The Baychinco became stuck in the ice off Point Barrow, the northernmost promontory of Alaska, in the year 1931. Freighters have often become immobilized by encroaching Arctic ice, and the crew met the emergency in a most reasonable and prudent way. They remained with the ship to await a breakup of the ice. When the area was hit by a sudden severe blizzard, the ship rocked so violently that the crew feared that it would break up. So the captain ordered all aboard to abandon ship. The crew descended onto the thick ice alongside the imprisoned ship and lay flat on the solid ice sheet for protection from the storm.

Finally the storm abated, and the air cleared enough for them to see around them. To their shocked amazement the freighter was gone without a trace, with no debris or any other evidence that it had broken up and sunk during the storm. The only explanation was that the intense winds had broken the ship loose from the confining ice and, with the help of the wind, it had drifted free. To the bewildered and stranded crew the ship had simply vanished from their sight, forever.

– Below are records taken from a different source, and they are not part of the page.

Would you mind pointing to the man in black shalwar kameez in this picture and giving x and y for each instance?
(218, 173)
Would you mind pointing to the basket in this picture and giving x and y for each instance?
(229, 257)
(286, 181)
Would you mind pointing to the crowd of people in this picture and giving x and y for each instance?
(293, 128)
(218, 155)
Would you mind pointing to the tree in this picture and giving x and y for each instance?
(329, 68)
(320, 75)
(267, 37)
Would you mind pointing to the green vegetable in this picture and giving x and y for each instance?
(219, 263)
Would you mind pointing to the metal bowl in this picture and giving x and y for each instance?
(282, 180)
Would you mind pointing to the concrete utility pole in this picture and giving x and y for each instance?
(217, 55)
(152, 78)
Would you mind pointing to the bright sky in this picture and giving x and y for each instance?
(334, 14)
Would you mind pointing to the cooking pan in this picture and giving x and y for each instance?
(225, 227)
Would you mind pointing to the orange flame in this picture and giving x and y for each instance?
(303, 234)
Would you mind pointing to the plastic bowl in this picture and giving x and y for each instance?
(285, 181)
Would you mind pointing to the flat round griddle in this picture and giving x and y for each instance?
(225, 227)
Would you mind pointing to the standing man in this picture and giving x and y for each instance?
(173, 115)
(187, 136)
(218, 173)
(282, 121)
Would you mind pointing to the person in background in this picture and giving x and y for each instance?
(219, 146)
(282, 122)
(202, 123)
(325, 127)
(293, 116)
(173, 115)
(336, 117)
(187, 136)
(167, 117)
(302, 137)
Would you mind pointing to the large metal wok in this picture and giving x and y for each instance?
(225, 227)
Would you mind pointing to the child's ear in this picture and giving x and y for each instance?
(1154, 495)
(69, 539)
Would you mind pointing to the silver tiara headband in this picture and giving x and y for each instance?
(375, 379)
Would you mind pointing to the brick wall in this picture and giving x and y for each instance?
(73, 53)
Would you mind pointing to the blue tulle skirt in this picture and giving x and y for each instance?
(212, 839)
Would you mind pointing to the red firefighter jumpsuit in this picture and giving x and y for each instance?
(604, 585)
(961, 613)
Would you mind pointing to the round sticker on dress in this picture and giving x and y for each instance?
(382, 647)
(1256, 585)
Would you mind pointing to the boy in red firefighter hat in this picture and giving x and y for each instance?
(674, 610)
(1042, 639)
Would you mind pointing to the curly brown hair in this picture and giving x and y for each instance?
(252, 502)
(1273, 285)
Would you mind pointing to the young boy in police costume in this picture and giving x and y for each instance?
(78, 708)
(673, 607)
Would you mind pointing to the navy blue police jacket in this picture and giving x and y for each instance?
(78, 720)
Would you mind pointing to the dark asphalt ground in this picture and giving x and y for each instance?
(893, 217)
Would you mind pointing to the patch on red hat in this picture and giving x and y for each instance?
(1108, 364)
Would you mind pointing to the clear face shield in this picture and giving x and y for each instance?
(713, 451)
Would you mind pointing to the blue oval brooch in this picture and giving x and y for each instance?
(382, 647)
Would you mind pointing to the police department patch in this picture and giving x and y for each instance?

The Baychinco became one of those spectral ships that loom indistinctly on the horizon, enshrouded by fog, snow, squalls, or other tempestuous weather. It was a true "ghost ship" that continued to drift aimlessly among the Arctic ice packs. For a number of years the ship was much sought after because it carried a heavy cargo of valuable furs. It has been seen several times, but ice packs have always prevented any ship from making contact. The Baychinco was sighted and identified at a distance as recently as 1964.